Here’s yet another book that has been sitting on my Netgalley shelf for way too long! For this one, I did try reading it a while ago. The synopsis is really up my alley, sounds interesting and the first few pages pulled me into the book. ‘
Then something happens.
I am not even sure what. It becomes passive. There’s nothing really that I can even say that I truly disliked about it, but every time I opened up my Kindle to get into the book, I would just kind of sigh. The writing is good, the characters are interesting, but the plot after the first 10% or so, just became ho hum.
This is so hard for me because this seems like it would be right up my alley. But I noticed that I had gotten just about to the 40% mark when I put it down the first time.

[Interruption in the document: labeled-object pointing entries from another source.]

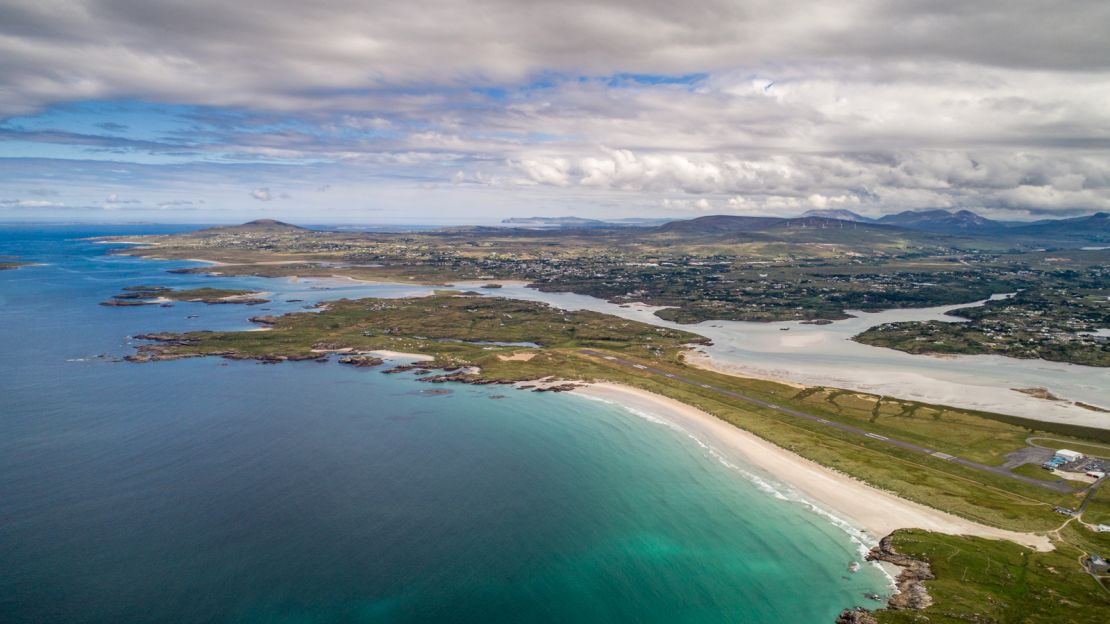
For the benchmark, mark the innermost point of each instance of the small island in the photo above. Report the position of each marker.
(154, 295)
(1066, 323)
(10, 262)
(457, 329)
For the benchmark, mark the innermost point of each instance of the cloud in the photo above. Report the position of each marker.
(762, 106)
(286, 53)
(114, 199)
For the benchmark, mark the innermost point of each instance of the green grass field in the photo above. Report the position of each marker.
(1000, 581)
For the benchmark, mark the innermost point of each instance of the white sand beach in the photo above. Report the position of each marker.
(861, 505)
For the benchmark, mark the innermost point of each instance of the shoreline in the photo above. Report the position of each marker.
(844, 497)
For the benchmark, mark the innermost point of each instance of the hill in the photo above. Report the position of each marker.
(1092, 228)
(839, 214)
(268, 225)
(944, 222)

Katie’s mother just died so she is visiting with her aunt, so she is new to Japan. I can only imagine how she felt. Especially with brooding Yuu Tomohiro acting like a jerk half the time. A part of why this drove me crazy is because Katie does not get the idea that she basically puts herself in danger, multiple times. Yuu is not the brooding jerk that he seems, but if he had been, she could have been in serious danger. Instead of thinking of that, she starts stalking him and asking him questions, that honestly do not have anything to do with her. I get he’s interesting, and dark and mysterious, which I totally go for, but come on! Be smart!

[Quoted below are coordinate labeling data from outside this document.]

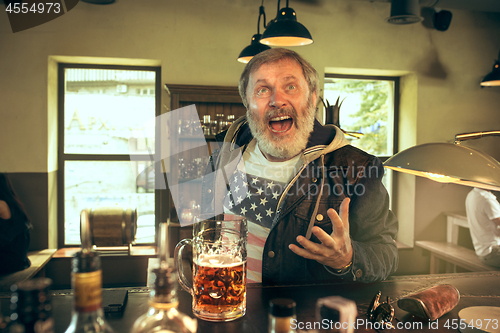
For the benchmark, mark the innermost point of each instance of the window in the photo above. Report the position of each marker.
(368, 106)
(106, 117)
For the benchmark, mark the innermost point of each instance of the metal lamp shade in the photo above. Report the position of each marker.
(286, 31)
(492, 79)
(449, 163)
(251, 50)
(404, 12)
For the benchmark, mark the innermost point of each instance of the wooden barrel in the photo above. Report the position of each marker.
(112, 226)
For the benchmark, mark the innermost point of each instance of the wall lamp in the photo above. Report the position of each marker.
(283, 30)
(255, 46)
(493, 78)
(450, 163)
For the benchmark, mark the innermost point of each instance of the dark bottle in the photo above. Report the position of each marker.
(31, 307)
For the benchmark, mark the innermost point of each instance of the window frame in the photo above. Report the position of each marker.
(63, 157)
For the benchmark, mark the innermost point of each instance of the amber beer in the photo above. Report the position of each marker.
(219, 285)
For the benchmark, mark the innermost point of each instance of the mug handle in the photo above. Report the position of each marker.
(181, 277)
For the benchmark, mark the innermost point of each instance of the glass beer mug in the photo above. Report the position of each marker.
(219, 267)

Yuu Tomohiro is not much help. He continues to nearly threaten her, which of course just creates more tension between the two of them. The tension wasn’t built upon a relationship though, and that’s where it really started losing me.

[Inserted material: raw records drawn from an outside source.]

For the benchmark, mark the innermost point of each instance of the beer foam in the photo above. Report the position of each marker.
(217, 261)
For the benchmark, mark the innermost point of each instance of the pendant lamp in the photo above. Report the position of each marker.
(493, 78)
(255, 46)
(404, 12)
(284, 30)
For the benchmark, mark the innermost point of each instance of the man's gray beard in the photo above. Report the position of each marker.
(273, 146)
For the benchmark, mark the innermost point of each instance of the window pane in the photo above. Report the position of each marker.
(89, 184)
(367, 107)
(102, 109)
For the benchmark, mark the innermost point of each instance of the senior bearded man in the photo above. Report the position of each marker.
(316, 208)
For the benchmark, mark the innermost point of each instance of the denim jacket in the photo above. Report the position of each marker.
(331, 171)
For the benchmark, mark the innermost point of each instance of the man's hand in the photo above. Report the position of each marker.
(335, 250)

The supernatural portions were amazing, and slid right into the plot, seamlessly. These small moments were the moments I enjoyed the most, but sadly there are not many of them. Although the plot didn’t keep me pulled in, there are moments when I can see what the characters are doing. My mother also grew up in Japan, so the Japanese culture is fascinating to me. That could be a part of why there is a barrier though. There are many Japanese words and traditions in this, where I felt nearly overwhelmed instead of welcomed into that world.
In short: I enjoyed where Amanda Sun’s imagination was starting to go, but the relationship between the two characters was very strange, for me.